Cet arrêté par ses articles 2-3 prévoyait à son origine l’intervention des chefs d’établissement et inspecteurs d’académie pour fixer les durées des réunions. Le Conseil d’Etat, par une décision du 4 juillet 1986 a annulé les articles 2-3 considérés contraires à l’esprit du décret 82-447. Par décision nos 67-166-67-175 du 4 juillet 1986, le Conseil d’Etat, statuant au contentieux, a annulé :

 

•  l’article 2 de l’arrêté du 16 janvier 1985 portant application aux personnels relevant du Ministère de l’Education Nationale des dispositions de l’article 5 du décret n° 82-447 du 28 mai 1982 relatif à l’exercice du droit syndical dans la Fonction publique, en tant qu’il fixe à quatre par année scolaire le nombre des réunions visées à l’article 5 de ce décret par les organisations syndicales à l’intention des personnels enseignants exerçant leurs fonctions dans les collèges et les lycées, ainsi que dans les établissements de formation des maîtres ;

 

•  l’article 3 du même arrêté en tant qu’il prescrit la détermination par l’autorité administrative d’un calendrier annuel des réunions visées à l’article 5 du décret n° 82-447 du 28 mai 1982 tenues par les organisations syndicales à l’intention des personnels enseignants exerçant leurs fonctions dans les collèges et lycées, ainsi que dans les établissements de formation des maîtres. (J.O. du 26 août 1986).

 

Participation à l’Heure Mensuelle d’Information Syndicale

 

Art. 6. – Les agents désireux de participer à l’une des réunions visées à l’article 5 en informent l’autorité hiérarchique dont ils relèvent une semaine au moins avant la date prévue de cette réunion. (J.O. du 26 janvier 1985).

 

Questions – Réponses

 

1) Qui doit apprécier si une organisation syndicale appartient à la catégorie des plus représentatives ?

“Le chef de service concerné”, c’est-à-dire le Recteur d’académie.

 

2) A partir de quels critères l’appartenance d’une organisation syndicale à la catégorie des plus représentatives doit-elle être appréciée ?

“Les résultats des élections des représentants du personnel au sein des CAPA”.

 

3) Dans quel cadre cette appartenance d’une organisation syndicale à la catégorie des plus représentatives doit-elle être appréciée ?

“Il convient de se situer au niveau du service ou du groupe de services concerné”, c’est-à-dire l’académie.

 

4) Quel délai faut-il pour informer le chef d’établissement ?

8 jours minimum pour l’organisation syndicale.

 

5) Quelles démarches doit faire le personnel s’il est en service, pour assister à l’heure mensuelle d’information syndicale ?

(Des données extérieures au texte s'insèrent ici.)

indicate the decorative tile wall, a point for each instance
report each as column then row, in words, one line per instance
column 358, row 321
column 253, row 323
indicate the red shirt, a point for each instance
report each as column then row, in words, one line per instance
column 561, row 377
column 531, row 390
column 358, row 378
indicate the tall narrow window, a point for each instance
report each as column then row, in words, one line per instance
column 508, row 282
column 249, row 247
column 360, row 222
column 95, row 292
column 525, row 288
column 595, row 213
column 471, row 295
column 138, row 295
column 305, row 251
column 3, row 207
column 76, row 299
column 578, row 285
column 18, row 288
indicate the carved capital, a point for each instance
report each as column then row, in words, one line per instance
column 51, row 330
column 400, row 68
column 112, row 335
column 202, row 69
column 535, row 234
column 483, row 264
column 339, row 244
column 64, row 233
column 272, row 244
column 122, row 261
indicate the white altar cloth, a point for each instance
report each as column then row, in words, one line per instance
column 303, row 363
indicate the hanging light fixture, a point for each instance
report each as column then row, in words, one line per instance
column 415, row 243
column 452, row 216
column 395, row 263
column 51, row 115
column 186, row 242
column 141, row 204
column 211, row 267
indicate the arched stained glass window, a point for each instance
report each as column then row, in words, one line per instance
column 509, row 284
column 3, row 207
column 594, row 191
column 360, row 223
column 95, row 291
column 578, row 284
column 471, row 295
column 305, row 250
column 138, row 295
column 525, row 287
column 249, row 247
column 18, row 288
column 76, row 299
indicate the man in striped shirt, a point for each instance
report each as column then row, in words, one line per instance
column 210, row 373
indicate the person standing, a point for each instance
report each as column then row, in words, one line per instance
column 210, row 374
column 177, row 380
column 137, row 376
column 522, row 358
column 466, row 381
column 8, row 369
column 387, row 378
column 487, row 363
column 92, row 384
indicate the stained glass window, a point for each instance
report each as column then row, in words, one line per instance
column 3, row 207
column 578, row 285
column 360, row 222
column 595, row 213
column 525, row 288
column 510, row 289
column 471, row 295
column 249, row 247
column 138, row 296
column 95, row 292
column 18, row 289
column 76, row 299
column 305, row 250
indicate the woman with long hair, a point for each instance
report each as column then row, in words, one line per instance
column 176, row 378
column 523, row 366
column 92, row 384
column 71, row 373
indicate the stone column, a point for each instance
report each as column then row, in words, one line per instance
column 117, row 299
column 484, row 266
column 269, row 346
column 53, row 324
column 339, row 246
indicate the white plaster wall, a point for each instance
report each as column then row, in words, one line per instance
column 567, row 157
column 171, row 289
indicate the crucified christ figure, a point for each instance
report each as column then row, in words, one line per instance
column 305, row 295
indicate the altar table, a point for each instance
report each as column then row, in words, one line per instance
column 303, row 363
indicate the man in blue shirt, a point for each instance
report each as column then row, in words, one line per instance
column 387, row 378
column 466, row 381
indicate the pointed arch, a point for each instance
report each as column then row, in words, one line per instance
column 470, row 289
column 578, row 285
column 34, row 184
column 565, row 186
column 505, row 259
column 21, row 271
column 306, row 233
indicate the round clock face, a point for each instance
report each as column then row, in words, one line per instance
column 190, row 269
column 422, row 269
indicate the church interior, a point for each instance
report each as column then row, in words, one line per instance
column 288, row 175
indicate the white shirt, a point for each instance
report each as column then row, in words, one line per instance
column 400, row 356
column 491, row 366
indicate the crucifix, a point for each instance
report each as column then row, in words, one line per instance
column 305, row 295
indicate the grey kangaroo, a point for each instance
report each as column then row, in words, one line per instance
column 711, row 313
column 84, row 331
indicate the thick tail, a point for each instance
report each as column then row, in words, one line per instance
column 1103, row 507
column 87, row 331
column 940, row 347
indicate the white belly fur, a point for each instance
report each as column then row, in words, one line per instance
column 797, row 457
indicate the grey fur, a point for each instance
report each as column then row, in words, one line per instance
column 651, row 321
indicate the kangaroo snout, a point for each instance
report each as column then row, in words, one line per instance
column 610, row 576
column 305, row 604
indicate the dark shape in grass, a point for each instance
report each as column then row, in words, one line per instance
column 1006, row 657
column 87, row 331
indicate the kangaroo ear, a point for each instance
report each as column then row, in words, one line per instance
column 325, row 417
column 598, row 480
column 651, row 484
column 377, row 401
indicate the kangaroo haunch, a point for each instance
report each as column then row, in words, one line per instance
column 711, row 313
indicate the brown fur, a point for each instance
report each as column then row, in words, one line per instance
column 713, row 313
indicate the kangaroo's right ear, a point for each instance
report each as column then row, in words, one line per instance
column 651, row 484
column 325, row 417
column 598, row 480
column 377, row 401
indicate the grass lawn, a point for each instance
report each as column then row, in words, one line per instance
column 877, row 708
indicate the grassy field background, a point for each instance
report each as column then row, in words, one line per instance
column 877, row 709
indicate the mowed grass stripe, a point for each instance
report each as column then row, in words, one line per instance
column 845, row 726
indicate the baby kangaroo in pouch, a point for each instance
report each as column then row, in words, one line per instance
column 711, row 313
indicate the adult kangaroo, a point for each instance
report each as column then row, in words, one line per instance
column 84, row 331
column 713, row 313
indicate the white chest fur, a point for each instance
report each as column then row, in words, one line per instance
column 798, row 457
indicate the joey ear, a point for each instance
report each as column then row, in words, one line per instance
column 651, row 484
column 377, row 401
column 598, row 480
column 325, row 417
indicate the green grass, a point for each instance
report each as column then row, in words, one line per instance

Déposer une demande écrite d’autorisation d’absence auprès du chef d’établissement, dès qu’il a connaissance de la date et de l’heure de la réunion.

 

6) Qui a le droit de participer à la réunion HMIS ?

Toutes les catégories de personnels de l’établissement (prof., MA, MI-SE, CDI, personnel administratif, d’entretien et de service) syndiquées ou non syndiquées.

 

7) L’HMIS peut-elle se tenir pendant les horaires de service ?

Oui. Toutefois, les activités syndicales menées à l’intérieur des établissements doivent donner lieu à concertation avec le chef d’établissement, de manière à permettre l’insertion harmonieuse de ce type d’activités dans l’ensemble des activités menées dans les établissements.

 

8) Est-il possible de participer à plusieurs réunions d’HMIS dans le même mois ?

Non. Mais il est possible d’en organiser plusieurs à des horaires différents pour permettre à tout le personnel de participer.

 

9) Le responsable syndical doit-il fournir la liste des participants au chef d’établissement ?

Non, chaque agent a déposé une demande individuelle. L’heure mensuelle d’information syndicale est un droit qui s’applique à tous les personnels titulaires et non titulaires, syndiqués ou non, de l’Education Nationale. Ce doit être utilisé pour permettre aux personnels d’aborder tous les problèmes relatifs à leur métier, à la défense et à la vie de l’établissement. AD  encourage vivement les personnels à utiliser ce droit et à le faire vivre.